A troca no comando ocorre meses após Corbage liderar a "Operação Contenção", considerada a mais letal da história do estado, que resultou em 122 mortes nos complexos do Alemão e da Penha em outubro de 2025. O novo comandante da tropa de elite é o tenente-coronel Carlos Eduardo da Silveira Monteiro.
O tenente-coronel Carlos Eduardo da Silveira Monteiro, que estava no comando do 1º BPM (São Gonçalo), assume a liderança do Bope. De acordo com o jornal O Dia, Monteiro ingressou na corporação em 2001 e possui uma vasta formação, incluindo o Curso de Operações Especiais (Coesp), especializações no Exército e na Força Aérea, além de ser bacharel em Direito e possuir MBA em Gestão e Governança em Segurança Pública. Ele já atuou como subcomandante do próprio Bope anteriormente.
Embora o motivo da exoneração não tenha sido informado oficialmente, a saída de Corbage está diretamente ligada à sua gestão durante a "Operação Contenção". Realizada em 28 de outubro de 2025, a ação mobilizou policiais civis e militares contra o Comando Vermelho nos complexos do Alemão e da Penha.
O balanço divulgado pelo governo do Rio apontou 122 mortos, sendo cinco policiais e 117 supostos criminosos, conforme noticiado pelo Jornal de Brasília. A operação gerou controvérsias, incluindo o baixo uso de câmeras corporais pelos agentes — Corbage afirmou em depoimento ao Ministério Público que apenas 77 dos 215 policiais do Bope que participaram da ação usavam o equipamento.

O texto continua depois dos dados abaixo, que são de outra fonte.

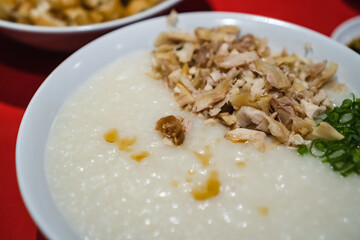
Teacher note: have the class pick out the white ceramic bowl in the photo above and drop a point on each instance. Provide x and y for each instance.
(73, 37)
(73, 72)
(347, 30)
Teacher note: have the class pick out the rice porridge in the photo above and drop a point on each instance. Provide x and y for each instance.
(146, 190)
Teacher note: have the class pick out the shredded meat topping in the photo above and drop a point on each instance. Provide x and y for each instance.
(237, 81)
(171, 128)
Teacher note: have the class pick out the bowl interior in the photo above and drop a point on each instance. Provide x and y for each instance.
(42, 110)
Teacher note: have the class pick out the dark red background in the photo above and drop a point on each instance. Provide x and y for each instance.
(23, 69)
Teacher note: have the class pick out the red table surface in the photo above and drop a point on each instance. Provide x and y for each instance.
(23, 69)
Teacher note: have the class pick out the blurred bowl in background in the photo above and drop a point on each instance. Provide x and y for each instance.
(70, 38)
(347, 31)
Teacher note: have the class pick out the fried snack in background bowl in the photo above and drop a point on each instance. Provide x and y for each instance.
(66, 25)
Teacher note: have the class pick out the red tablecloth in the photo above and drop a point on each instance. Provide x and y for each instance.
(23, 69)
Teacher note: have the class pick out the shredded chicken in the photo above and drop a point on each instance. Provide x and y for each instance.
(236, 80)
(172, 129)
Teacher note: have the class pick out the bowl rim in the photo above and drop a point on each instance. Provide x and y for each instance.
(166, 4)
(39, 220)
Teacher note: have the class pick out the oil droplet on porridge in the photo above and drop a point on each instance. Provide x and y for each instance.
(140, 156)
(124, 144)
(209, 190)
(263, 210)
(174, 183)
(111, 135)
(240, 164)
(204, 156)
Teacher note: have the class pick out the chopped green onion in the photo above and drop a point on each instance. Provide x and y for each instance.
(302, 150)
(343, 155)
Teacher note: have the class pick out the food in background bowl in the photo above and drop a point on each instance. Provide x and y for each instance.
(113, 174)
(69, 38)
(355, 44)
(127, 160)
(70, 13)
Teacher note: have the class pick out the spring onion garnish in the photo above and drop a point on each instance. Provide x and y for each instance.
(343, 155)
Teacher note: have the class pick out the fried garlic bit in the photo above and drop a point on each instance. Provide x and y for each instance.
(171, 128)
(236, 80)
(70, 12)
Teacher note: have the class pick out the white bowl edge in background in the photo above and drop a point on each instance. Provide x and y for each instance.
(67, 77)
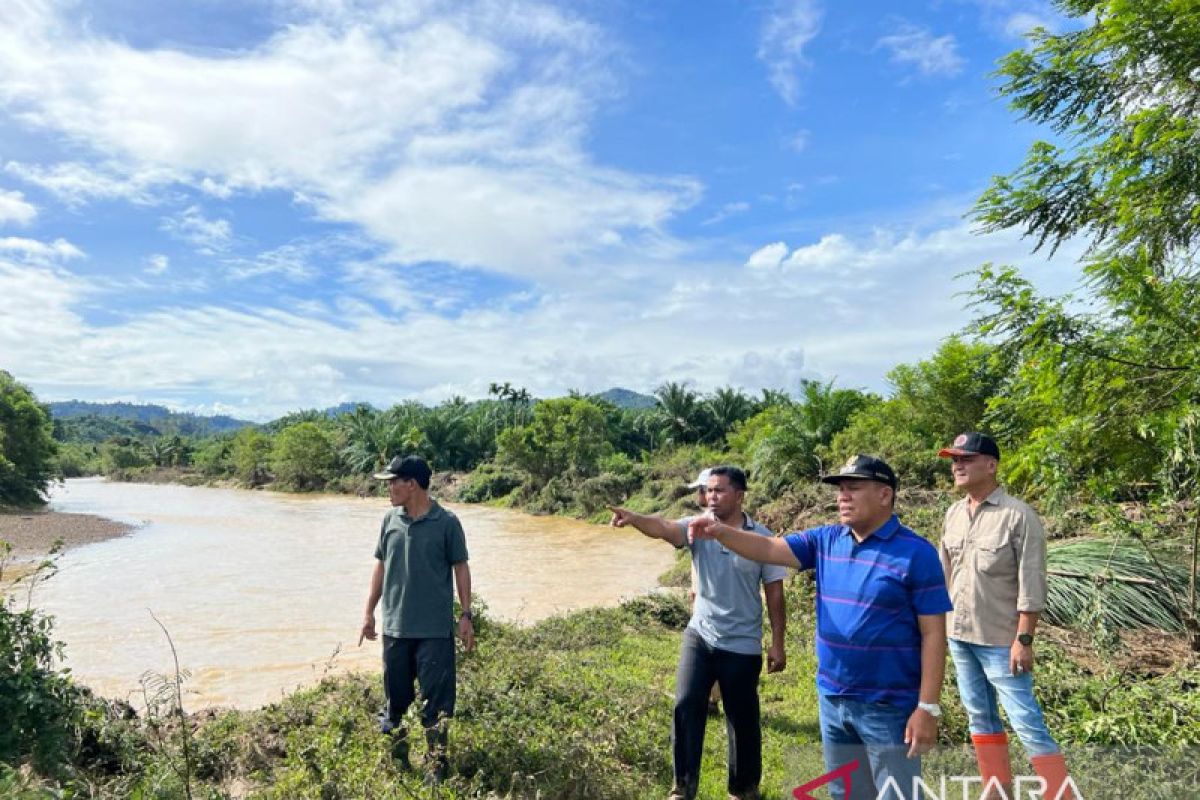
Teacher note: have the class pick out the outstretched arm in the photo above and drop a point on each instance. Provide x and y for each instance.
(669, 530)
(756, 547)
(777, 612)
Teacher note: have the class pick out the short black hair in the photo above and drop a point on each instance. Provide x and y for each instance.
(736, 475)
(414, 468)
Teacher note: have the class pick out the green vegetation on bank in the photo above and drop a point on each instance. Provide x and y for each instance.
(1095, 400)
(575, 708)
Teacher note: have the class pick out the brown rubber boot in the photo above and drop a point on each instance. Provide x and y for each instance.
(991, 752)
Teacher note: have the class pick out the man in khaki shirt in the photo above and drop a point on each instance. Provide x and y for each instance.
(994, 555)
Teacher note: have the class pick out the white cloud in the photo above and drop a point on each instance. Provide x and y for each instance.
(915, 46)
(817, 311)
(768, 257)
(157, 264)
(414, 124)
(31, 250)
(209, 236)
(77, 184)
(13, 208)
(787, 29)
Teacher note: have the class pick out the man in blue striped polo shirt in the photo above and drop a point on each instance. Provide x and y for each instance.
(881, 629)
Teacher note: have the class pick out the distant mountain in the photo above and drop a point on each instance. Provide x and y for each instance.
(78, 420)
(628, 398)
(345, 408)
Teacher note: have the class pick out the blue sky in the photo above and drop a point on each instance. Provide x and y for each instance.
(250, 206)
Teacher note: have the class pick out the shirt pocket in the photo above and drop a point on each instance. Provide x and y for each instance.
(995, 558)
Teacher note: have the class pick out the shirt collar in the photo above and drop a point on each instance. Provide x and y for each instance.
(431, 515)
(885, 531)
(996, 495)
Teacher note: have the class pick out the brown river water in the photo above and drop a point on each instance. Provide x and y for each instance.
(263, 593)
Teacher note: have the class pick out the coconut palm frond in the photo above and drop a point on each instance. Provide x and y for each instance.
(1113, 584)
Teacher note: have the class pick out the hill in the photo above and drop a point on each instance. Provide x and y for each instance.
(628, 398)
(82, 421)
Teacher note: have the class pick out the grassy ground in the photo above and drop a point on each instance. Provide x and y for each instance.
(579, 708)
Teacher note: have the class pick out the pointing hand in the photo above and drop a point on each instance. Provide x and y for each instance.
(706, 527)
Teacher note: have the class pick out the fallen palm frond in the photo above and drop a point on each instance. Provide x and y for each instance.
(1114, 584)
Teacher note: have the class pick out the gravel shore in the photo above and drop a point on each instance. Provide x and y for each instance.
(33, 533)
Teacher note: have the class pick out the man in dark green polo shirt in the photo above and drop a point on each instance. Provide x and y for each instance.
(420, 546)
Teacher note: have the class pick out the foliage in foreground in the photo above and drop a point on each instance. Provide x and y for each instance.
(27, 445)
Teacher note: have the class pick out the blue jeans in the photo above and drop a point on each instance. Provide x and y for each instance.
(984, 678)
(871, 733)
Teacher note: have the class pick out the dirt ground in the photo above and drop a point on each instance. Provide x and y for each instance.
(31, 534)
(1141, 653)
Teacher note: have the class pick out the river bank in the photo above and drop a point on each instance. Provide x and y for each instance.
(33, 534)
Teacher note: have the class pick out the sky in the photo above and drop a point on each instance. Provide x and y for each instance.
(253, 206)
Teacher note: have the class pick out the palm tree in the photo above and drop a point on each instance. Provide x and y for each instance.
(682, 414)
(727, 407)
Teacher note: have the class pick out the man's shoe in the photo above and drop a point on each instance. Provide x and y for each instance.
(400, 753)
(681, 794)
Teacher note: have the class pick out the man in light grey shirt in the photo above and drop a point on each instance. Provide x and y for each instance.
(723, 643)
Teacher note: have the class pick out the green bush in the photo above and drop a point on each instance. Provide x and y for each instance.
(37, 699)
(490, 481)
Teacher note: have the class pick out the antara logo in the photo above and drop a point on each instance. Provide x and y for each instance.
(844, 771)
(949, 787)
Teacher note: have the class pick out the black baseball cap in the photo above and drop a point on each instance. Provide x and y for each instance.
(867, 468)
(409, 468)
(971, 444)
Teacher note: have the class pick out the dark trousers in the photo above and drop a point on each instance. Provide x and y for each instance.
(431, 663)
(737, 674)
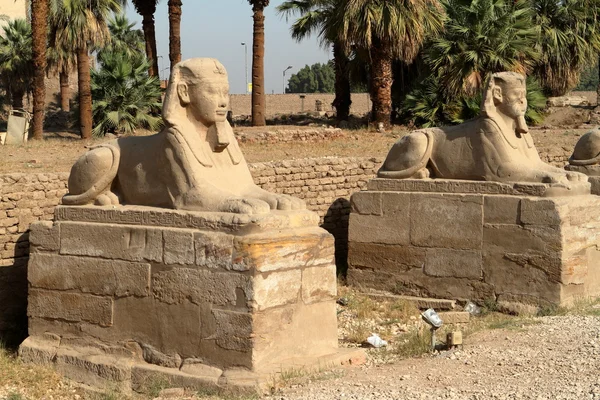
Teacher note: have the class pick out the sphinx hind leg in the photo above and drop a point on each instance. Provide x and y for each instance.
(408, 157)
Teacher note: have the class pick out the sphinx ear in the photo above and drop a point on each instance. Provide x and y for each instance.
(182, 92)
(497, 94)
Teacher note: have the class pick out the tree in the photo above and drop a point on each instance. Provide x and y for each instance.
(82, 24)
(39, 28)
(569, 41)
(319, 16)
(258, 62)
(16, 61)
(147, 8)
(174, 31)
(482, 36)
(388, 30)
(318, 78)
(123, 38)
(124, 95)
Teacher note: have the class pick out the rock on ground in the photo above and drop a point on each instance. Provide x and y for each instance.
(553, 358)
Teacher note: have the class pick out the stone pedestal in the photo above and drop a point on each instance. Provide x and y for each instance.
(475, 240)
(593, 173)
(123, 295)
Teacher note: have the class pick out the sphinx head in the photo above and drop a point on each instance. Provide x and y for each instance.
(203, 90)
(506, 94)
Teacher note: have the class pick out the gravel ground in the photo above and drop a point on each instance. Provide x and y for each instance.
(552, 358)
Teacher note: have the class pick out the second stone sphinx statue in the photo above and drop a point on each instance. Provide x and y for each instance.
(195, 163)
(495, 146)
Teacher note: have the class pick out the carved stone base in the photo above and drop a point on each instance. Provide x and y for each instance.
(118, 295)
(593, 173)
(475, 240)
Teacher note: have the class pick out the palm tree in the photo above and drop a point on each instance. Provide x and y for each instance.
(124, 94)
(569, 41)
(390, 30)
(258, 62)
(479, 37)
(123, 38)
(82, 25)
(61, 61)
(319, 16)
(16, 61)
(147, 8)
(174, 31)
(39, 28)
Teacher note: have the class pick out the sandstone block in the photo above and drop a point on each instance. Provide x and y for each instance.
(386, 229)
(276, 289)
(143, 375)
(540, 212)
(215, 250)
(454, 317)
(319, 283)
(501, 209)
(89, 275)
(70, 307)
(234, 330)
(273, 251)
(510, 277)
(366, 203)
(195, 366)
(44, 236)
(87, 366)
(382, 257)
(435, 220)
(37, 351)
(176, 285)
(123, 242)
(454, 263)
(178, 246)
(153, 356)
(519, 239)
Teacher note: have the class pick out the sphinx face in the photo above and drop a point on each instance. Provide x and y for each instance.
(209, 100)
(514, 101)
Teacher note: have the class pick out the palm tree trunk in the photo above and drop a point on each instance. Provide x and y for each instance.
(39, 22)
(174, 31)
(598, 87)
(258, 68)
(150, 37)
(381, 83)
(343, 98)
(17, 98)
(64, 90)
(85, 93)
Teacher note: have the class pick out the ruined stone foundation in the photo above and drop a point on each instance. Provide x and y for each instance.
(476, 240)
(125, 295)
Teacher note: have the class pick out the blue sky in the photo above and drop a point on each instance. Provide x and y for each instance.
(216, 28)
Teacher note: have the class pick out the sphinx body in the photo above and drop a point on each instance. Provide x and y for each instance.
(495, 146)
(195, 163)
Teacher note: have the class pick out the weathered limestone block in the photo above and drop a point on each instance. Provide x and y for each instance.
(499, 242)
(251, 292)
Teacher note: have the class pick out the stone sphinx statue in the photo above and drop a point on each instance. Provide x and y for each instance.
(495, 146)
(194, 163)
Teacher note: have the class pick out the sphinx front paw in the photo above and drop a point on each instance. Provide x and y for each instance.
(283, 202)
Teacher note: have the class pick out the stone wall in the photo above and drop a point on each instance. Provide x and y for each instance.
(325, 183)
(24, 198)
(292, 103)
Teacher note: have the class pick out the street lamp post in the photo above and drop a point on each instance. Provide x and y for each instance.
(283, 88)
(246, 63)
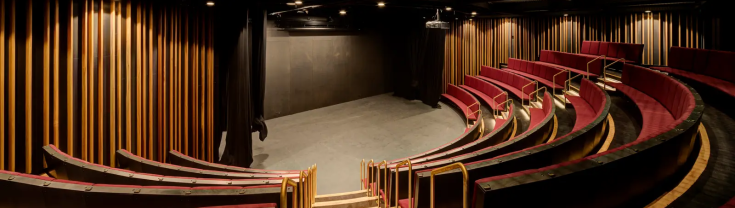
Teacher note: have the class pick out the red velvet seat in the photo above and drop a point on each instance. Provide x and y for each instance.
(462, 99)
(485, 91)
(710, 67)
(512, 82)
(576, 63)
(613, 51)
(539, 72)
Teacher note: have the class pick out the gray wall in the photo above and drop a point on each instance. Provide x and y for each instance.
(306, 70)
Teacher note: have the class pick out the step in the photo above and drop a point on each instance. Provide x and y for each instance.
(340, 196)
(361, 202)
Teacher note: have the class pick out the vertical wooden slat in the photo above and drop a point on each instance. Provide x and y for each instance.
(137, 80)
(113, 81)
(100, 86)
(69, 80)
(128, 105)
(2, 85)
(150, 82)
(11, 89)
(29, 86)
(46, 73)
(56, 74)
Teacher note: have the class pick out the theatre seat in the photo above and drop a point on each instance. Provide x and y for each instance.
(511, 82)
(464, 101)
(713, 68)
(539, 72)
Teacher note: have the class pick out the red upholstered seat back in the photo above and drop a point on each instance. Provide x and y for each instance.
(593, 94)
(670, 93)
(485, 87)
(509, 78)
(463, 96)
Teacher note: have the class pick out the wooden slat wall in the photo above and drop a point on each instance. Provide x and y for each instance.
(141, 74)
(470, 44)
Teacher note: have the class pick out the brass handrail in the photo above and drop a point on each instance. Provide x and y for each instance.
(523, 91)
(553, 79)
(284, 201)
(504, 102)
(369, 167)
(496, 106)
(410, 170)
(362, 166)
(469, 112)
(588, 65)
(385, 182)
(457, 165)
(604, 72)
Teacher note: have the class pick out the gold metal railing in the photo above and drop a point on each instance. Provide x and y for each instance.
(410, 171)
(523, 92)
(496, 106)
(604, 71)
(284, 200)
(569, 74)
(588, 64)
(458, 165)
(470, 112)
(507, 102)
(385, 183)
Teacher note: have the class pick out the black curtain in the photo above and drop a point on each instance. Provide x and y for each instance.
(257, 79)
(233, 45)
(417, 55)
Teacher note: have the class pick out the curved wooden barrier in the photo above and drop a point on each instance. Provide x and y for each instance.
(617, 175)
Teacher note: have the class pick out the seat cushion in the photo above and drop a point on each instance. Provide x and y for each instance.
(656, 117)
(584, 111)
(722, 85)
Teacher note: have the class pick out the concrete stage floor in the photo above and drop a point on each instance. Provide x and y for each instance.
(337, 137)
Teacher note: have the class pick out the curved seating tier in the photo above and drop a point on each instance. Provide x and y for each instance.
(549, 76)
(467, 104)
(576, 63)
(63, 166)
(709, 67)
(176, 158)
(574, 145)
(617, 175)
(516, 84)
(632, 53)
(23, 190)
(534, 135)
(489, 93)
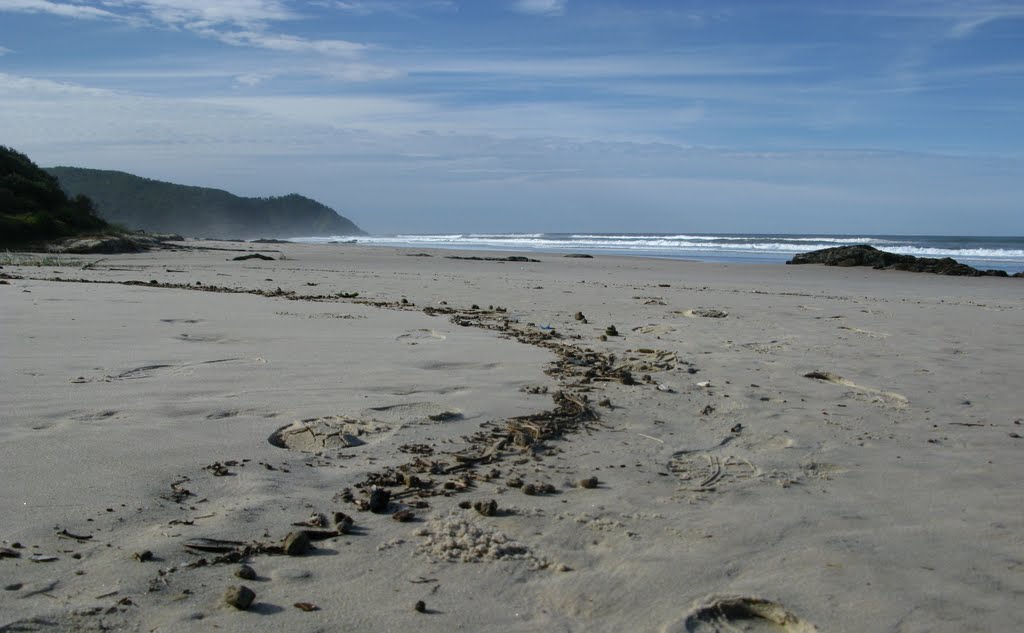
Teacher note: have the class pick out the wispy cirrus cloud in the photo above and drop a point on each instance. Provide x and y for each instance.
(237, 23)
(541, 7)
(57, 8)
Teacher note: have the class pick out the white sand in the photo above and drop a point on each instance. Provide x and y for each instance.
(884, 495)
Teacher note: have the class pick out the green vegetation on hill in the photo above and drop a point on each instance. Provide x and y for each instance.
(34, 208)
(163, 207)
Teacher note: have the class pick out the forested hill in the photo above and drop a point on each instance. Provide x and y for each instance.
(33, 208)
(140, 203)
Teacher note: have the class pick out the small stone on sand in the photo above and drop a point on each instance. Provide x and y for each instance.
(240, 597)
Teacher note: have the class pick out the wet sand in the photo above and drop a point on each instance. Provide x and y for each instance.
(754, 448)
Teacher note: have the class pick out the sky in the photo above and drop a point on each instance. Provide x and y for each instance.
(458, 116)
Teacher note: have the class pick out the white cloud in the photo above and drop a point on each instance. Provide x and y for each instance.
(238, 23)
(285, 43)
(252, 79)
(56, 8)
(541, 7)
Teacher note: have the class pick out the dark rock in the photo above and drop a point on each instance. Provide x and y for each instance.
(296, 543)
(240, 597)
(403, 516)
(864, 255)
(342, 522)
(486, 508)
(379, 500)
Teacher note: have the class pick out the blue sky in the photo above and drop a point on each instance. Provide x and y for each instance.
(409, 116)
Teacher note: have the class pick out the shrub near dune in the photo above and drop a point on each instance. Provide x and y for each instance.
(33, 207)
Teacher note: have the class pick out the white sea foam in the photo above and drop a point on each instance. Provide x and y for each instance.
(740, 247)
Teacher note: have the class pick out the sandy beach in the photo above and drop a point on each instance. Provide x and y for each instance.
(668, 446)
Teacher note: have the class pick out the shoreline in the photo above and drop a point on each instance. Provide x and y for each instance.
(753, 453)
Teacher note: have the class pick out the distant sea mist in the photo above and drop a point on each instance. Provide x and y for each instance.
(980, 252)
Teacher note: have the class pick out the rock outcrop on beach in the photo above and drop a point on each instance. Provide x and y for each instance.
(864, 255)
(33, 208)
(112, 244)
(138, 203)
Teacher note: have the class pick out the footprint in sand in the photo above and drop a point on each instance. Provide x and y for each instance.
(702, 471)
(327, 433)
(740, 614)
(415, 337)
(877, 396)
(151, 371)
(706, 312)
(413, 413)
(644, 360)
(655, 328)
(866, 333)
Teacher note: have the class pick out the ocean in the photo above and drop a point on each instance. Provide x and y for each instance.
(980, 252)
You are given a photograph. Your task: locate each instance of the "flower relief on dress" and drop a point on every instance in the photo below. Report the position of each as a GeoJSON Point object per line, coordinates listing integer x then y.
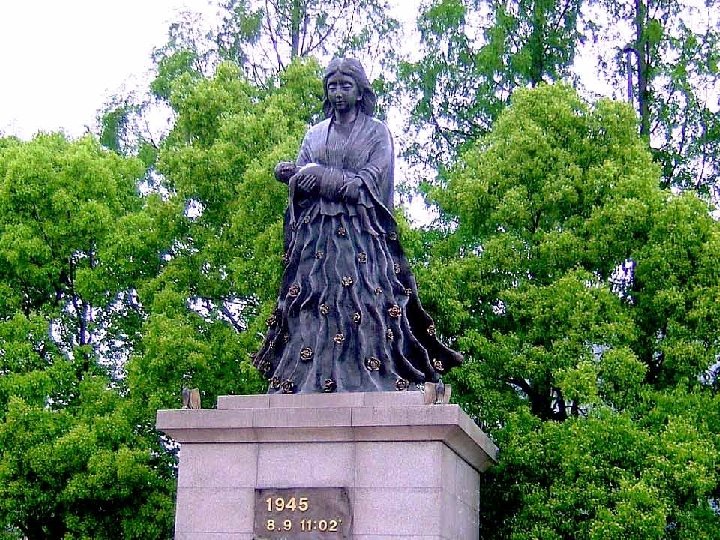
{"type": "Point", "coordinates": [348, 317]}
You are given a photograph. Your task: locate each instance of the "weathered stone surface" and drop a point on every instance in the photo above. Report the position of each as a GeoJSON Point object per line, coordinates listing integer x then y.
{"type": "Point", "coordinates": [411, 470]}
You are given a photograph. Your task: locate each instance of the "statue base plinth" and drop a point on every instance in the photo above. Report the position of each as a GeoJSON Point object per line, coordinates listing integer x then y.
{"type": "Point", "coordinates": [410, 470]}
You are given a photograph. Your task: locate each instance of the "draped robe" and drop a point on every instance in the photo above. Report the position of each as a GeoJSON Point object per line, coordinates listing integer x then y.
{"type": "Point", "coordinates": [348, 317]}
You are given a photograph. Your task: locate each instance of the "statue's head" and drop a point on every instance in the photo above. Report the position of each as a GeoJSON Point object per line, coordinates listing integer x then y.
{"type": "Point", "coordinates": [352, 68]}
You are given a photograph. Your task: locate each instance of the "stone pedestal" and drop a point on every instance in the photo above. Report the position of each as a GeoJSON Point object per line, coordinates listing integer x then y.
{"type": "Point", "coordinates": [410, 470]}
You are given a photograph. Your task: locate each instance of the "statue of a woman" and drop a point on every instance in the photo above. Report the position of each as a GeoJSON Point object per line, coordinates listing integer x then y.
{"type": "Point", "coordinates": [348, 317]}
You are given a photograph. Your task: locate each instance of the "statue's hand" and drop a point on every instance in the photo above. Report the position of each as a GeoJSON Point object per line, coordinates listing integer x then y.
{"type": "Point", "coordinates": [284, 171]}
{"type": "Point", "coordinates": [312, 169]}
{"type": "Point", "coordinates": [350, 192]}
{"type": "Point", "coordinates": [307, 183]}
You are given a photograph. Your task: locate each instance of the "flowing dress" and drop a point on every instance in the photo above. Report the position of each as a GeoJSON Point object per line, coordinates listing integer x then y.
{"type": "Point", "coordinates": [348, 317]}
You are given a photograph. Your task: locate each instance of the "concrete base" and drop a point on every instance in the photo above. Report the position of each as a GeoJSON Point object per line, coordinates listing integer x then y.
{"type": "Point", "coordinates": [411, 470]}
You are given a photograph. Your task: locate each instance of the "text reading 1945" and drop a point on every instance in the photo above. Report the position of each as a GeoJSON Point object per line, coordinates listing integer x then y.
{"type": "Point", "coordinates": [302, 513]}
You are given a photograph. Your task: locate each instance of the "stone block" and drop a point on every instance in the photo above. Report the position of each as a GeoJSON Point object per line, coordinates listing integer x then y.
{"type": "Point", "coordinates": [217, 465]}
{"type": "Point", "coordinates": [397, 511]}
{"type": "Point", "coordinates": [258, 401]}
{"type": "Point", "coordinates": [215, 510]}
{"type": "Point", "coordinates": [305, 464]}
{"type": "Point", "coordinates": [399, 464]}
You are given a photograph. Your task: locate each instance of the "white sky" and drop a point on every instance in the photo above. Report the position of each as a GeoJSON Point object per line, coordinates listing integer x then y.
{"type": "Point", "coordinates": [61, 59]}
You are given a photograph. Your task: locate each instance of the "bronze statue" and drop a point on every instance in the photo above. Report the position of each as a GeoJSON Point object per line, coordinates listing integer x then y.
{"type": "Point", "coordinates": [348, 317]}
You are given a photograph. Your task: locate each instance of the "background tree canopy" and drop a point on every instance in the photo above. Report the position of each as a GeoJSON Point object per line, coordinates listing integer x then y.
{"type": "Point", "coordinates": [582, 289]}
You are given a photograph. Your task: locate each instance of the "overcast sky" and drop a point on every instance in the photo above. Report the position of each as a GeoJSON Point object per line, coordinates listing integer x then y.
{"type": "Point", "coordinates": [61, 59]}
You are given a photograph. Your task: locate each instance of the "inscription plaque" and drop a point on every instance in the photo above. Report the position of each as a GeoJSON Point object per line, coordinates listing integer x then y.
{"type": "Point", "coordinates": [302, 513]}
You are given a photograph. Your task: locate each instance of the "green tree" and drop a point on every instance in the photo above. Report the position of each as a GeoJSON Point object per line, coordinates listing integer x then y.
{"type": "Point", "coordinates": [207, 306]}
{"type": "Point", "coordinates": [585, 299]}
{"type": "Point", "coordinates": [674, 79]}
{"type": "Point", "coordinates": [474, 54]}
{"type": "Point", "coordinates": [73, 463]}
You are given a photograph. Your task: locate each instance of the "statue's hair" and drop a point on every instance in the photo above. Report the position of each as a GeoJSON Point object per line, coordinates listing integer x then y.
{"type": "Point", "coordinates": [352, 68]}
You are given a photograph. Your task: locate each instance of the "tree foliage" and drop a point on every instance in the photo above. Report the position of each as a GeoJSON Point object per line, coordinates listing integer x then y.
{"type": "Point", "coordinates": [474, 55]}
{"type": "Point", "coordinates": [72, 460]}
{"type": "Point", "coordinates": [585, 299]}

A carreira de Marcelo Corbage é marcada por outros episódios polêmicos. Antes de comandar a operação mais letal do estado, ele já havia sido investigado por suspeitas de corrupção e envolvimento em um caso de racismo.
Em 2015, Corbage foi afastado do Bope e investigado sob suspeita de desviar R$ 1,8 milhão de uma facção criminosa durante uma operação no Morro da Covanca. Segundo a CSP-Conlutas, a investigação foi arquivada no ano seguinte por falta de indícios de crime ou transgressão disciplinar.
Cinco anos depois, em 2020, uma empresa de segurança da qual Corbage era sócio, a Moura Corbage Serviços Gerais, foi envolvida em um caso de racismo no shopping Ilha Plaza. Funcionários da empresa abordaram um jovem negro de forma violenta. Reportagens da época revelaram que a empresa operava de forma irregular, sem a autorização necessária da Polícia Federal para prestar serviços de segurança armada.
A publicação oficial não informa o motivo. No entanto, sua exoneração acontece após ele comandar a "Operação Contenção" em 2025, a mais letal da história do Rio, que resultou em 122 mortes e gerou grande repercussão negativa.
O tenente-coronel Carlos Eduardo da Silveira Monteiro, que anteriormente comandava o 1º BPM (São Gonçalo), é o novo líder do Batalhão de Operações Policiais Especiais.
A exoneração do coronel Marcelo Corbage do comando do Bope e a nomeação do tenente-coronel Carlos Eduardo da Silveira Monteiro representam uma mudança significativa na liderança da tropa de elite da PM do Rio. A troca ocorre em um contexto de forte escrutínio sobre as ações policiais, especialmente após a operação de alta letalidade nos complexos do Alemão e da Penha, que marcou a gestão de Corbage.